Es gab bis vor kurzem einen Ostbeauftragten, der hieß Wanderwitz und hat sich mit der Bemerkung verabschiedet, dass wir („Ossis“) diktaturgeschädigt seien, womit er nicht die massenhafte Übernahme ostdeutschen Besitzes – von Betrieben, Instituten, Häusern – 1990 meinte. Der neue, „Schneider“, so liest man im SPIEGEL, erklärt nun, uns sei „die demokratische Praxis des Aushandelns von Kompromissen […] fremd geblieben“. Ist das so?

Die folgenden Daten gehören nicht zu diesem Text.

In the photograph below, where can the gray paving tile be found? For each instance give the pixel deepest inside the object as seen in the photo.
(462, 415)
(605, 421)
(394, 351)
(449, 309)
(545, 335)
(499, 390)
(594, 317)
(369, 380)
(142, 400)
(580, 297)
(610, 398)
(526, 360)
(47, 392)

Ich erinnere mich an sehr viele Situationen, da ich oder andere persönlich Kompromisse aushandeln mussten, unser Leben in der DDR war eine einzige Schule des Kompromisses. Oft jenseits persönlicher Erfahrung sah man, dass die Kirchen in der DDR ohne Kompromisse nicht auskamen, Manfred Stolpe war eine Inkarnation des Kompromisses; die Blockparteien hätten ohne Kompromisse nicht existiert; jedes demokratisch gesinnte SED Mitglied wusste um die Kunst, Kompromisse zu machen. Ein ganzes Land schloss Kompromisse, als um 1989/90 die runden Tische der einzige Weg waren, Perspektiven zu eröffnen oder auch zu erhalten, eine Form des Aushandelns von Kompromissen, die anderen fremd blieb. Das Ost-Volk als Ganzes sammelte Erfahrungen, sehr verschiedene, nicht nur schöne, aber welches Volk denn nicht?
Die Ausübung der Macht war, wenn man sie hatte, in den beiden deutschen Systemen der Neuzeit eher absolut, man denke an Kohl, man denke an Ulbricht. Als wir integriert wurden, brachte man uns bei, neue Kompromisse zu schließen, die jenen davor nicht unähnlich waren, etwa auch zu folgen, in der Wissenschaft jenen Größen, die nun die Posten besetzten, die auf austarierte Weise verteilt wurden.
Es ist gewiss richtig, dass man im Westen, im neuen alten Deutschland, die Macht auf demokratische Weise leichter verlieren kann. Umso subtiler die Methoden, sich dagegen zu wehren, Methoden, die auch früher nicht anziehend waren, denkt man daran, wie vor nun 40 Jahren Genscher die Macht behielt, als die FDP von Schmidt zu Kohl wechselte, warum sollte das anziehend gewirkt haben. Unfreundlich, um es gelinde auszudrücken, wie Ulbrichts Macht endete. Jeder konnte sehen, was da geschah, ob im Osten oder Westen, nichts war unbekannt für jene, die hinsahen, gleich wo wir wohnten. Im Notfall log man gern. Boris Johnson erklärte gerade, er habe eine Party für ein Arbeitstreffen gehalten.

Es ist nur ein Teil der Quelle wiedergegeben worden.